How Does '28 Years Later' End, and Does It Have a Post-Credits Scene?
28 Years Later, Danny Boyle’s sequel-cum-reboot to his genre-redefining 2002 zombie epic 28 Days Later, is finally in theaters after years of secretive development and swirling fan theories. Boyle reteamed with original writer Alex Garland for this starkly violent and forthrightly emotional continuation of the franchise, whose conceptual updates feel both worthy and necessary. One of the most notable aspects of Boyle’s film is the third act, which takes the film in unexpected directions in setting up the forthcoming sequel, The Bone Temple, which is due out in 2026. Below, we break down the ending and post-credits of 28 Years Later. Major spoilers follow.
What is 28 Years Later about?
Nearly three decades (or, 28 years) after the rage virus decimated the U.K., 12-year-old Spike (Alfie Williams) lives with his father, Jamie (Aaron Taylor-Johnson), and his ailing mother, Isla (Jodie Comer), in a fortress community which has managed to quell the spread of the virus and live in relative isolation from the threat.
After undertaking a dangerous but ultimately successful mission to the mainland with his father, after which the young man hears tell of a mysterious Dr. Kelson (Ralph Fiennes) who lives on the mainland and has reportedly turned a bit mad, himself. Seizing an opportunity to provide his mother with a cure for her undetermined illness, Spike spirits Isla away to the mainland in the hopes of connecting her with Kelson.
What happens to Isla in 28 Years Later?
After a series of increasingly grisly travel adventures, Isla and Spike are rescued by soldier Erik (Edvin Ryding) and end up assisting a zombie woman give birth to an uninfected child on an abandoned train. Erik is killed by “alpha” zombie Samson, who arrives on the scene shortly after the birth, and chases Isla and Spike (cradling the newborn along the way) to Dr. Kelson’s self-made fortress.
Just when things seem to be at an end for Isla and Spike, Kelson appears and shoots into Samson’s neck a dart coated with morphine and another tranquilizer, which causes the zombie to go to sleep. (For some reason, and likely to a character’s eternal regret in the forthcoming sequel, Kelson decides not to kill Samson when he has the chance.)

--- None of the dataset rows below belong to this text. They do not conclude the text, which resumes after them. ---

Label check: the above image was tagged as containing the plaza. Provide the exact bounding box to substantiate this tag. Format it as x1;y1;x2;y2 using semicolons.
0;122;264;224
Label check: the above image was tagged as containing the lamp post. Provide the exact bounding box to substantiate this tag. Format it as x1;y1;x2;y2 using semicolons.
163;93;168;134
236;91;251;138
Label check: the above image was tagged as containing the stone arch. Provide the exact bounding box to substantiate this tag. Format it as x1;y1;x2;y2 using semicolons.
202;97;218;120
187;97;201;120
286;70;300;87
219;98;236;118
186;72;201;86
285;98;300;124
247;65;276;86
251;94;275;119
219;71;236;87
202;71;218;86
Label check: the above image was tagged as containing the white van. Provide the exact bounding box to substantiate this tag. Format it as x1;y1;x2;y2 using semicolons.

The three make their way into the doctor’s camp, where we discover that Kelson hasn’t gone mad but has instead devoted his time to building a large memento mori of the dead and undead. He takes Erik’s severed head, boils it down to a skull, and places it amongst the thousands of others on the totem. He then runs a series of tests on Isla before gathering her and Spike around the fire, where he informs them that Isla has cancer and will likely soon die of the disease. Kelson explains to Spike that there are “many ways to die, some better than others,” and reminds him of the meaning of memento mori—“remember you must die”—before telling him, “Memento amare—remember to love.”
As Isla holds Spike and says her goodbyes, Kelson blows a tranquilizer dart into the young boy’s back. Isla leaves her son and walks away, her back to Kelson, as he places a dart in her, as well.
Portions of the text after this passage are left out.